Read Dusk Online

Authors: Ashanti Luke

Tags: #scifi, #adventure, #science fiction, #space travel, #military science fiction, #space war

Dusk (68 page)

“Does this thing have enough power to engage
the main drive in the atmosphere?” Cyrus asked, his nerves steeling
even as the tears dried on his face. He noticed he was still
carrying Six’s bloodstained spear and that one of the heads had
broken off in the explosion.

“It would create a vacuum because it’s so
hot,” Jang reported, “but it would be possible.”

“They have armed their missiles!” Uzziah
bellowed, unsuccessful at keeping his composure.

“The grav-suppressors here are more efficient
than ours, no?” Cyrus asked.

“They make the Paracelsus look like a cutty
sark,” Jang reported, managing to stay calmer than Uzziah.

“Then burn the main, full power, now!”

As Paeryl stood with Cyndyl, Toobah, and the few
Apostates that had stayed behind, he watched the troubled ascent of
the Chariot through scanning goggles. Once the cargo doors had
finally closed, it had pulled up toward the atmosphere only to
confront another, larger formation of Echelon attack fighters. But
then suddenly, there was a bright flash, and a bizarre still filled
the air. There was a resounding clap, and the Chariot was gone. Two
of the fighters that had rushed toward them spun erratically as
Paeryl’s eyes adjusted. The two ships plummeted for a moment before
regaining their composure, but the other three fighters that had
stood in the path of the Chariot were no longer visible. And then,
from behind them, came a breeze the likes of which neither Asha,
nor Paeryl was accustomed to. It moved the hairs on the back of his
neck and the graying hairs on his head, and it wavered his clothing
as it rushed up toward the sky like children behind a procession.
Paeryl smiled, knowing the breeze was not the only thing Cyrus had
left behind, and the wind was not the only thing he was taking with
him. He reached over, took his wife’s hand, and they walked further
into wastes that had been most hospitable to them until now, to
find a place where they could bask in the rays of their beloved
Set, unmolested by the Archons that cowered from the light, to
await anyone who could leave enough of themselves behind to embrace
new life that only the light could provide.

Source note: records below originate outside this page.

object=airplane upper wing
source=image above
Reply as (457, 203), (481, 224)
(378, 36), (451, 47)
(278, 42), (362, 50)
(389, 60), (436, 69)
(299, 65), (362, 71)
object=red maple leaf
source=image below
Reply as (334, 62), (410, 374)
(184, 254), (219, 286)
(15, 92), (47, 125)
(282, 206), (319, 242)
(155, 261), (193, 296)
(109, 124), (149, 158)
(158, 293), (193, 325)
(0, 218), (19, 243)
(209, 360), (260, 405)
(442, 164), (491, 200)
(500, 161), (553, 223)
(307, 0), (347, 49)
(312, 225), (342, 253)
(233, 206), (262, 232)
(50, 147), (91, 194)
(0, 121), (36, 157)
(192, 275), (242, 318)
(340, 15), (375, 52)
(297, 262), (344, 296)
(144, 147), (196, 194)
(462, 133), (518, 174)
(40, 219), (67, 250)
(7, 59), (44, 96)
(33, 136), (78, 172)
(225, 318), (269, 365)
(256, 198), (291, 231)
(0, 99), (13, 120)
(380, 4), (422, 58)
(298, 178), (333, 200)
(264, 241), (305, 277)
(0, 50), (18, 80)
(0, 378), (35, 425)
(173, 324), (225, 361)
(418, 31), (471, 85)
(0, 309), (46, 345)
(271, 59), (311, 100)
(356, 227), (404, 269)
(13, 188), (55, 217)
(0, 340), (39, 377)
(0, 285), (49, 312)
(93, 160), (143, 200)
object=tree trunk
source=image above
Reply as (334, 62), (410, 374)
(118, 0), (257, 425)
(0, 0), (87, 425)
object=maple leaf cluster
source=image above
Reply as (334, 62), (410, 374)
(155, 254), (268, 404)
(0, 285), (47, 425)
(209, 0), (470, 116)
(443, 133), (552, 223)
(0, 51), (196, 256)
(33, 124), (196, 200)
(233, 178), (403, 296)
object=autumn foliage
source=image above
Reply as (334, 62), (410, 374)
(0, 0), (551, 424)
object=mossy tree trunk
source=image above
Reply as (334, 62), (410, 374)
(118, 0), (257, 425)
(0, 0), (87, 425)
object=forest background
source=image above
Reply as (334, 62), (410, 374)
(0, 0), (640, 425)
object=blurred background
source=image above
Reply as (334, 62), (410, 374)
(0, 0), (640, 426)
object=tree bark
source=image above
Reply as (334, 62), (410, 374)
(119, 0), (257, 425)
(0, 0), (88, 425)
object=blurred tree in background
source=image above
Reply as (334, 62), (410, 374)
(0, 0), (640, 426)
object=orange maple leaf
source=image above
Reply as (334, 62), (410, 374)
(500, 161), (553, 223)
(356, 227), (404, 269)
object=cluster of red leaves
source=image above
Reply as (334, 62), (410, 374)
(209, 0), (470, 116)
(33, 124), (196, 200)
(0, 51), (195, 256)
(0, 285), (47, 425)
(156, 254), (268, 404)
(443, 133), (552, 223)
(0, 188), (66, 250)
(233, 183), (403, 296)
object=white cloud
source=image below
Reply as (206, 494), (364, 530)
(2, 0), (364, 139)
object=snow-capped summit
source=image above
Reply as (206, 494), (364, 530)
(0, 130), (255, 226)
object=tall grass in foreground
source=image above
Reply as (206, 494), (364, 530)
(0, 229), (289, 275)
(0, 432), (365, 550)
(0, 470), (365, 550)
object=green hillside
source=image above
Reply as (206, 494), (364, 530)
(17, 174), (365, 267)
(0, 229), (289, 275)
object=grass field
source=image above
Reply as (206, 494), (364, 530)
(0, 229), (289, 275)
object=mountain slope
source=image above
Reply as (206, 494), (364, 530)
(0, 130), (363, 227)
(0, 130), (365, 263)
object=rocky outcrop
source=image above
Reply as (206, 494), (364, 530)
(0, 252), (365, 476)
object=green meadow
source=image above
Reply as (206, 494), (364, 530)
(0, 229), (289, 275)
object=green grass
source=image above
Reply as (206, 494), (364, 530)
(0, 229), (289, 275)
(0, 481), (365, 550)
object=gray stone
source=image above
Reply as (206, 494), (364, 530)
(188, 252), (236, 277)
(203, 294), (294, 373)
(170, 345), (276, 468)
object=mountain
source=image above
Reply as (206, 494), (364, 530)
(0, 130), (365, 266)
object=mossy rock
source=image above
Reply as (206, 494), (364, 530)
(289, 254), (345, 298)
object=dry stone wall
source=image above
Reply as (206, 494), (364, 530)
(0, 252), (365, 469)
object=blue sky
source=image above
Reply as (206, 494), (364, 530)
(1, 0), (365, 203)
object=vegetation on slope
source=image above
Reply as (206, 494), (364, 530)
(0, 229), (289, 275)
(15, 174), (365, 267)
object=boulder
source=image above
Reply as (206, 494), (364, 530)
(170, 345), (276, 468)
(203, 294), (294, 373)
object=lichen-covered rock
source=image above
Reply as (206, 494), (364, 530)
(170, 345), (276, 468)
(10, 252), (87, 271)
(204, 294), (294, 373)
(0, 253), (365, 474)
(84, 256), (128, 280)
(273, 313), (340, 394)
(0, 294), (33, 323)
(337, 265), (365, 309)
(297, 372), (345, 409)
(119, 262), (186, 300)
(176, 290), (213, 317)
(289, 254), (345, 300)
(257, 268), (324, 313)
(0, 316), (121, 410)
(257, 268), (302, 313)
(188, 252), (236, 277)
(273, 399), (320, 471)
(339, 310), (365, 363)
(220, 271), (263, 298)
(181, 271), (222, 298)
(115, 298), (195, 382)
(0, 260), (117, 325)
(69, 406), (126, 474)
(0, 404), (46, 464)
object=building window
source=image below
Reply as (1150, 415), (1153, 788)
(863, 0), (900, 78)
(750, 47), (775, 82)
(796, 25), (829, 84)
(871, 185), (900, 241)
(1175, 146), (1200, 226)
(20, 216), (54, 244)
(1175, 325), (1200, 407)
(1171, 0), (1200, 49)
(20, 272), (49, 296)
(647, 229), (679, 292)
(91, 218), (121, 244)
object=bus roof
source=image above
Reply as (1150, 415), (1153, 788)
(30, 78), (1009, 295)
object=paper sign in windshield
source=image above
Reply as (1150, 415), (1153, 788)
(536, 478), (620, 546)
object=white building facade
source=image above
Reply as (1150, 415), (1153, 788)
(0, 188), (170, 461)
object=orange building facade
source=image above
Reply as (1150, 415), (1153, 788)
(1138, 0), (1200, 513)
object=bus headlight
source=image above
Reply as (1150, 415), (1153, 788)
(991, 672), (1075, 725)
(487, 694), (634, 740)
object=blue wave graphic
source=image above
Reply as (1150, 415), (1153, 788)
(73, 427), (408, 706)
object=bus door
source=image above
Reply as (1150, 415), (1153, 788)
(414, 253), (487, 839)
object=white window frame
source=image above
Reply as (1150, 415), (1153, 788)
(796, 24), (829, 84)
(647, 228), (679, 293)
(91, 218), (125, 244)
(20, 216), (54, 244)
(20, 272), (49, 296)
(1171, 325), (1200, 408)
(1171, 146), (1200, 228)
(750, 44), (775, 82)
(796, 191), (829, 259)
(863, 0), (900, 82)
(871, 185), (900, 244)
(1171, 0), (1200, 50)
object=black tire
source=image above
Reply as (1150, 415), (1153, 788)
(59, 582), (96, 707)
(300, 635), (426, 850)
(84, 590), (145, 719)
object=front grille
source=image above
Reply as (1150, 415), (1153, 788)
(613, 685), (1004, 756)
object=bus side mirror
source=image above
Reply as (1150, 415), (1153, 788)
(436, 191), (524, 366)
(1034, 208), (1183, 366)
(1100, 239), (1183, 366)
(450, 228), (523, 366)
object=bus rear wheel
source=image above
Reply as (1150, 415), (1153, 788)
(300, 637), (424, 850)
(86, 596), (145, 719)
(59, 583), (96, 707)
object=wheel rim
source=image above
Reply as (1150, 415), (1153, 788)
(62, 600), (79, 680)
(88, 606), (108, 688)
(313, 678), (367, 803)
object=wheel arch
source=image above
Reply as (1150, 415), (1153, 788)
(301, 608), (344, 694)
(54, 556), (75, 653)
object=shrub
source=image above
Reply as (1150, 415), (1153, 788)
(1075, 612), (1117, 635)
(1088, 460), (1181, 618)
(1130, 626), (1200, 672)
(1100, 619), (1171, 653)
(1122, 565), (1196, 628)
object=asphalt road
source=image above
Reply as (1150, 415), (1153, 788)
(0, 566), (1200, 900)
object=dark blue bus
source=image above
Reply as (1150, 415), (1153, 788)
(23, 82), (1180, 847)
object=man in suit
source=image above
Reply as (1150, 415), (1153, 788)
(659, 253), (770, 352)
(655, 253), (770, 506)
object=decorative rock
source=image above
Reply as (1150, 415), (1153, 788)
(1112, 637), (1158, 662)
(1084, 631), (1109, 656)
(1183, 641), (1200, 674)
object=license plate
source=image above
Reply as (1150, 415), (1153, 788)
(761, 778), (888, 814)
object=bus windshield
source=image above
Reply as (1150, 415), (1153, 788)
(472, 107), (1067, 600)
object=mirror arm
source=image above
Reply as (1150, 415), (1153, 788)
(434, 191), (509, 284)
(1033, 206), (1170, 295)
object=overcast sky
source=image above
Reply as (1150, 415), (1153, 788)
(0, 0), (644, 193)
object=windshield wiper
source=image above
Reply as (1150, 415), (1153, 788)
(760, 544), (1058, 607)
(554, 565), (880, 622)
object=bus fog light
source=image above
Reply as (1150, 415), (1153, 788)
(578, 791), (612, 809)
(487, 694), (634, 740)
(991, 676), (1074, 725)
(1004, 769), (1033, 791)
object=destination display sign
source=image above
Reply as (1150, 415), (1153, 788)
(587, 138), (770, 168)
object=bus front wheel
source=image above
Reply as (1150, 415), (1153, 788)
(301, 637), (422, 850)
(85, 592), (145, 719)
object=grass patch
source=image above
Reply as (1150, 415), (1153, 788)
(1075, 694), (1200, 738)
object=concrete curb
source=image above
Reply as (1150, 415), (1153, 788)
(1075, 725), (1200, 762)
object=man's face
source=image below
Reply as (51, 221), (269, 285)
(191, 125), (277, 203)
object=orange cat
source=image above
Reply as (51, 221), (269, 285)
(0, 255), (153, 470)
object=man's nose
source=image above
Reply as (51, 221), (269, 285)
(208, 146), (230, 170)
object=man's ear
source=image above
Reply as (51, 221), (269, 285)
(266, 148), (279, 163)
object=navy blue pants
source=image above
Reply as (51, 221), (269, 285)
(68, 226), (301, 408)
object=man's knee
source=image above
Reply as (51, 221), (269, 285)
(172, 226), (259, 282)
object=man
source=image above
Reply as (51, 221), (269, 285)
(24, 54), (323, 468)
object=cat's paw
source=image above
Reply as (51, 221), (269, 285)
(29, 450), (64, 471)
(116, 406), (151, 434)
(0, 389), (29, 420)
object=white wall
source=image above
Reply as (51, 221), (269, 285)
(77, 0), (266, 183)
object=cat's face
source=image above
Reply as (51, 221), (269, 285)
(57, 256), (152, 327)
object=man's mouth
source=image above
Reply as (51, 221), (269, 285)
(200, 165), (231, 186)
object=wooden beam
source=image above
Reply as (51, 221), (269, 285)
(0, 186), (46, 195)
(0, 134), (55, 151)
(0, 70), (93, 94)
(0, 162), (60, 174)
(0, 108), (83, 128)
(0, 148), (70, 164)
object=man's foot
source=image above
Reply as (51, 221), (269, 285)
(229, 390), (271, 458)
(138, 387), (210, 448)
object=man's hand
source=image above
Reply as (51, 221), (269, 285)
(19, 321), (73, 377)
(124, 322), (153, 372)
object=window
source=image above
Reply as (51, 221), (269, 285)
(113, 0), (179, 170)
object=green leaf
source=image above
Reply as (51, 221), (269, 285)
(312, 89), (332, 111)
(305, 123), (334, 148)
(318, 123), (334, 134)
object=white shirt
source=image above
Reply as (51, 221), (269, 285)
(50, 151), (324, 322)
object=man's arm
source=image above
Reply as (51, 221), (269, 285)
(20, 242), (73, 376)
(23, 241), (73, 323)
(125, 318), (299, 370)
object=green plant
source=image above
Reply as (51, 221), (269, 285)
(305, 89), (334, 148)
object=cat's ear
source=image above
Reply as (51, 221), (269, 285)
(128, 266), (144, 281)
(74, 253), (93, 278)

The orange light of the Ashan sky gave way to
a starscape in a flicker, and before the louvers had come down
fully, the stars on the edges of Cyrus’s vision stretched out like
the spindles of an aster. The stars before them seemed to bloat and
swell, their light burning brighter and brighter until they felt as
if they would bore holes into Cyrus’s very consciousness. Even
after the louver had closed, and he had retired from the bridge,
the stars still seemed to be burning in front of him, their
intensity overwhelming his mind’s eye until it seemed his entire
existence was full of light. Doree and Fenrir were already sending
the others to facilitate the implementation of the suncasters in
the living quarters. They had already set up two in the infirmary,
and Toutopolus, Torvald, and Davidson worked with the automated
medical unit to administer aid to the men, women, and children that
had been wounded in the final battle. Loli made preparations in the
crematorium to allow each of those who had passed in their final
endeavor the chance to properly return what they had borrowed from
the universe. Cyrus walked over, and before he could open his mouth
to say something he did not know how to say, Loli embraced him.

“I’m sorry,” was all he could manage before
emotion built a swell in the corners of his own eyes.

“Don’t be sorry for him. This is what he
wanted from the time he came here—to be given a chance to live up
to his drawing and still win,” even though they had come out
between sobs, her words were strangely soothing.

Cyrus pulled her closer, accepting the warmth
of her body. “I meant for me and you.” She did not reply. She only
held him until she felt like she could finish what she needed to
do, which was not long enough for either of them. Six had gotten
what he wanted, had saved the entire sortie, but if there was
victory in his death at all, at least for now, he was the only one
with license to feel it.

But that was how it was, wasn’t it? Cyrus had
come to Asha and had sacrificed dearly, because he could no longer
live in a world that had forgotten how to. It did hurt, it chafed
to the bone, but probably not that day, probably not tomorrow, but
at some point, he would feel differently, because that was what
sacrifice meant. It meant not being afraid yesterday of what you
might lose today, because a man who is true to himself, true to
those around him, could not lose what was most important today, so
long as he set the world right for tomorrow. So at Six’s cremation
Cyrus would not weep, he would not feel sorrow, because these
Apostates had lain meekly in the wastes of a planet long forgotten
by its original inhabitants, and thanks to Six, and the sacrifices
of all those on this ship, and all those who did not make it, the
meek were now free to claim their inheritance.